George Cummings

Personal information
- Full name: George Wilfred Cummings
- Date of birth: 5 June 1913
- Place of birth: Falkirk, Scotland
- Date of death: 9 April 1987 (aged 73)
- Place of death: Birmingham, England
- Height: 5 ft 11+1⁄2 in (1.82 m)
- Position: Left back

Youth career
- Thornbridge Waverley
- Thornbridge Welfare

Senior career*
- Years: Team / Apps / (Gls)
- –: Grange Rovers
- 1932–1935: Partick Thistle / 114 / (1)
- 1935–1949: Aston Villa / 210 / (0)
- Total:  / 324 / (1)

International career
- 1934–1935: Scottish League XI / 2 / (0)
- 1935–1939: Scotland / 9 / (0)
- 1944: Scotland (wartime) / 1 / (0)

= George Cummings (footballer) =

Scottish footballer

George Wilfred Cummings (5 June 1913 – 9 April 1987) was a Scottish footballer of the 1930s and 1940s, who played as a left back.

==Club career==
Cummings was the captain of Aston Villa's great post-World War II defence, having signed for the club in November 1935 from Partick Thistle, where he had made a total of 138 appearances in all competitions, scoring one goal, and won a Glasgow Cup medal with the Jags in 1934.

At Villa Park, Cummings gained a Second Division championship medal in 1938.

Cummings's career was interrupted by the outbreak of World War II. In September 1939, he played in Villa's last pre-war game, a 1–0 defeat at Derby County.
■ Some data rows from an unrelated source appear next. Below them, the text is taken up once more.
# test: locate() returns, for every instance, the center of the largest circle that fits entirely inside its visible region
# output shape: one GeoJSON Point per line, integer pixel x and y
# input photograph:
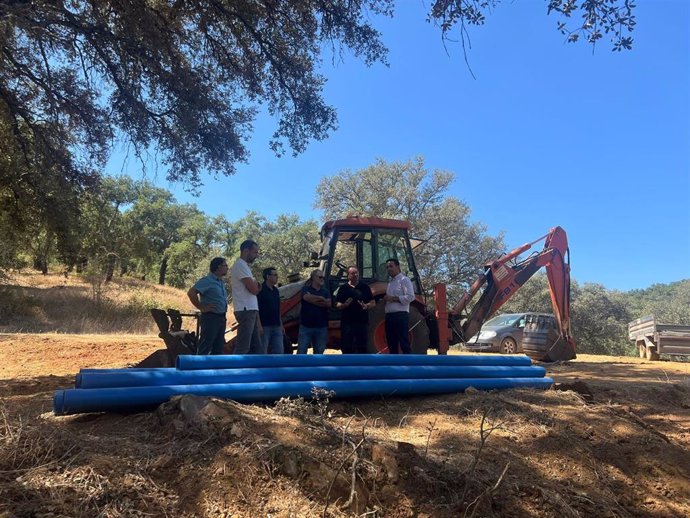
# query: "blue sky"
{"type": "Point", "coordinates": [547, 134]}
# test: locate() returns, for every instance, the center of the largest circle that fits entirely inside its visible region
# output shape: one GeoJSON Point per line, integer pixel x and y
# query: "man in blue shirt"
{"type": "Point", "coordinates": [210, 297]}
{"type": "Point", "coordinates": [313, 327]}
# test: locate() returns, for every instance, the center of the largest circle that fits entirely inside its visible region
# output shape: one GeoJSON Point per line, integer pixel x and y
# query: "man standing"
{"type": "Point", "coordinates": [210, 297]}
{"type": "Point", "coordinates": [269, 313]}
{"type": "Point", "coordinates": [313, 327]}
{"type": "Point", "coordinates": [354, 300]}
{"type": "Point", "coordinates": [398, 296]}
{"type": "Point", "coordinates": [244, 301]}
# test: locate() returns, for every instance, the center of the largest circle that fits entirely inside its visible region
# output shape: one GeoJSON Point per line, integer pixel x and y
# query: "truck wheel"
{"type": "Point", "coordinates": [652, 355]}
{"type": "Point", "coordinates": [508, 346]}
{"type": "Point", "coordinates": [419, 331]}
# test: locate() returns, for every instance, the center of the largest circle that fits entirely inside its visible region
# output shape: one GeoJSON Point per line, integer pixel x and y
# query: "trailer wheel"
{"type": "Point", "coordinates": [652, 355]}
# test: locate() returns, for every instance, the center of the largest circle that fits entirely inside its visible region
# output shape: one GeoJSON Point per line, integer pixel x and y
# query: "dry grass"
{"type": "Point", "coordinates": [35, 303]}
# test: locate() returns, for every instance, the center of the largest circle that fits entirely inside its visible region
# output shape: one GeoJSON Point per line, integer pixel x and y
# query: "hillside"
{"type": "Point", "coordinates": [36, 303]}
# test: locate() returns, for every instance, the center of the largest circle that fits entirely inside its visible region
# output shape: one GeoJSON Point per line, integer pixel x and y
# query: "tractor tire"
{"type": "Point", "coordinates": [419, 331]}
{"type": "Point", "coordinates": [508, 346]}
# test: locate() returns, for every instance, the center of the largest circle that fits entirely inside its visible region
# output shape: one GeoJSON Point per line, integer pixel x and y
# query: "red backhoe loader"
{"type": "Point", "coordinates": [368, 242]}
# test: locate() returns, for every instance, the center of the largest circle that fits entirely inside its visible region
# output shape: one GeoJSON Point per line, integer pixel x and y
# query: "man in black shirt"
{"type": "Point", "coordinates": [354, 300]}
{"type": "Point", "coordinates": [269, 313]}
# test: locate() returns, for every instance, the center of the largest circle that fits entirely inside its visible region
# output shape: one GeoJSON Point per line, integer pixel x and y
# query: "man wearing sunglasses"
{"type": "Point", "coordinates": [313, 327]}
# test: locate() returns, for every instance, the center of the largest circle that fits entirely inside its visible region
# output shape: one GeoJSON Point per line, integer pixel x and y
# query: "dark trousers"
{"type": "Point", "coordinates": [354, 338]}
{"type": "Point", "coordinates": [212, 330]}
{"type": "Point", "coordinates": [397, 326]}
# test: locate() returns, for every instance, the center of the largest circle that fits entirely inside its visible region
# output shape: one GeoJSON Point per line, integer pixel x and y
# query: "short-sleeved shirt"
{"type": "Point", "coordinates": [242, 298]}
{"type": "Point", "coordinates": [312, 315]}
{"type": "Point", "coordinates": [354, 313]}
{"type": "Point", "coordinates": [213, 291]}
{"type": "Point", "coordinates": [269, 306]}
{"type": "Point", "coordinates": [400, 286]}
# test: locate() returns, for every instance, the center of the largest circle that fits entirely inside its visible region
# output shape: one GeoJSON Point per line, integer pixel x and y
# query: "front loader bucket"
{"type": "Point", "coordinates": [541, 346]}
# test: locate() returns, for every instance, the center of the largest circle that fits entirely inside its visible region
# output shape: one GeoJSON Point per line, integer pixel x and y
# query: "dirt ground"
{"type": "Point", "coordinates": [612, 440]}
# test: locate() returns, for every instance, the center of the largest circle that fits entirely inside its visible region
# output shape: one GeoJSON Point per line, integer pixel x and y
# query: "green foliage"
{"type": "Point", "coordinates": [669, 303]}
{"type": "Point", "coordinates": [454, 248]}
{"type": "Point", "coordinates": [283, 243]}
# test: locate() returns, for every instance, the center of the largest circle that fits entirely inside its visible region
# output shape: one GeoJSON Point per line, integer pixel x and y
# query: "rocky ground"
{"type": "Point", "coordinates": [611, 440]}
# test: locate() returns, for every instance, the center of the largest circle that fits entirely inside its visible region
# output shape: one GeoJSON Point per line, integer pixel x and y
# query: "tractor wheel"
{"type": "Point", "coordinates": [508, 346]}
{"type": "Point", "coordinates": [419, 331]}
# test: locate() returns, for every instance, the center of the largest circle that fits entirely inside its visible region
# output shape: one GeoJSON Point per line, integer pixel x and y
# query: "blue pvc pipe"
{"type": "Point", "coordinates": [189, 362]}
{"type": "Point", "coordinates": [111, 379]}
{"type": "Point", "coordinates": [74, 401]}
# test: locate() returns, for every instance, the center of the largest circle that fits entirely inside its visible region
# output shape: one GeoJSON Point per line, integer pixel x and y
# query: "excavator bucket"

On 4th September the Government announced a ban on Sport to prevent crowds gathering. Villa's League match away to Wolves was one of over thirty mid-week League fixtures called-off. Villa Park found itself in an evacuation district designated under the British Government's civilian evacuation scheme. The Police Chief Constable of Birmingham, C.C.H Moriarty, intimated that he would not sanction football matches within the city of Birmingham. The Football League's Scheme for War-time football proposed to limit gates to 8,000 in evacuation areas. With their large overheads, the directors of Aston Villa and Sunderland announced their intention to close down. The manager and players were paid off whilst Villa Park was commandeered by the War Office. Villa's players quickly found war-time employment.

Cummings gained a Football League War Cup tankard in 1944, also guesting for several teams (including hometown club Falkirk) during the conflict. He was the Villans club captain from 1945 to his retirement in 1949, and was popular with supporters due to his never-say-die spirit and no-nonsense defending. He played 421 times for the club in total, including wartime competitions – his peacetime total being just over half of that.

On retirement as a player he was a youth coach at Aston Villa for three years, and also worked for the Dunlop Rubber Company and Hardy Spicer Ltd. in Birmingham.

==International career==
Cummings represented both Scotland (nine caps, three while at Partick Thistle) and the Scottish League XI (two caps), also playing in an SFA tour of North America in 1935 and in one wartime international in 1944.